Além da COVID-19, a PNUMA listou algumas doenças causadas por vírus que surgiram recentemente no mundo: Ebola, a Gripe Aviária, a Síndrome Respiratória do Oriente Médio (MERS), o Vírus Nipah, a Febre do Vale Rift, a Síndrome Respiratória Aguda Grave (SARS), a Febre do Nilo Ocidental, e o Zikavírus. E, para Ávila Pires, a COVID-19 não será a última pandemia a surgir entre os humanos.
“A condição humana na contemporaneidade, nossos modos de vida e a forma como nos relacionarmos uns com os outros e com o meio ambiente oportuniza o surgimento de novas epidemias, e com o contato direto e rotineiro entre pessoas de várias partes do mundo, a evolução do cenário para uma pandemia é facilitado”, explicou Pires.

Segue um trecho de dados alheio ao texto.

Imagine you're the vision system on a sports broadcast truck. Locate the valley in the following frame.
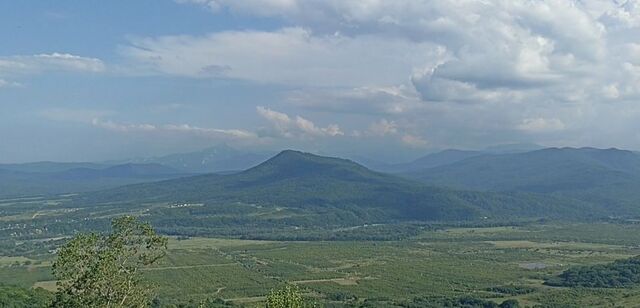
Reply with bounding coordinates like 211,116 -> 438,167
3,219 -> 640,307
3,148 -> 640,307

O que é Ecologia Humana? – Segundo o site da Sociedade Brasileira de Ecologia Humana (Sabeh), a Ecologia Humana pode ser compreendida como uma ciência que estuda as relações humanas, individuais e coletivas com seu entorno. Trata-se de um cruzamento de ciências, um campo epistemológico aberto ao diálogo entre as ciências sociais e naturais.
Segundo Juracy Marques, também professor do PPGECOH, a Ecologia Humana é a mais interdisciplinar das ciências que estudam o fenômeno humano. Esse campo de conhecimento teve como precursores os trabalhos de Emile Durkheim, Charles Darwin e de Sigmund Freud.
A primeira pessoa a usar o termo “Ecologia Humana”, em 1892, foi a química estadunidense, pioneira da área da engenharia sanitária, Ellen Swallow. Em 1907 ela escreveu: “Ecologia Humana é o estudo do entorno dos seres humanos nos efeitos que eles produzem na vida dos homens”.
Essa ciência adisciplinar, destaca Juracy Marques, pode dizer muito sobre o futuro da humanidade, não apenas sobre a problemática das epidemias e pandemias, mas, sobretudo, quanto ao desenho civilizatório que nossa espécie arquitetou para nós e as futuras gerações.
Ecologia Humana na UNEB
O Programa de Pós–Graduação em Ecologia Humana e Gestão Socioambiental da UNEB é vinculado ao Departamento de Tecnologias e Ciências Sociais (DTCS) do Campus III da universidade, em Juazeiro.
Foi criado há 10 anos, a partir dos esforços de grupos de pesquisadores, liderado pelo professor da UNEB e sócio-fundador da Sociedade Brasileira de Ecologia Humana (Sabeh), Juracy Marques.
Nessa década de atuação, o programa já formou 103 mestres em duas áreas de concentração de pesquisa: “Ecologia Humana e Gestão Socioambiental” e “Agroecologia e Saúde Humana”.
Em 2018, o doutorado do programa recebeu aprovação do Conselho Técnico e Científico (CTC) da Coordenação de Aperfeiçoamento de Pessoal de Nível Superior (Capes) para iniciar suas atividades, sendo o primeiro do continente americano.
O PPGECOH é atualmente coordenado pelo professor Carlos Alberto dos Santos e visa formar profissionais para atuar em diferentes campos de ação, sobretudo diante dos problemas socioambientais complexos que envolvem o comportamento da espécie humana e sua relação com o ambiente e a natureza.
O programa também faz parte da Sociedade Brasileira de Ecologia Humana (Sabeh) e da Sociedade Latinoamericana de Ecologia Humana (Solaeh).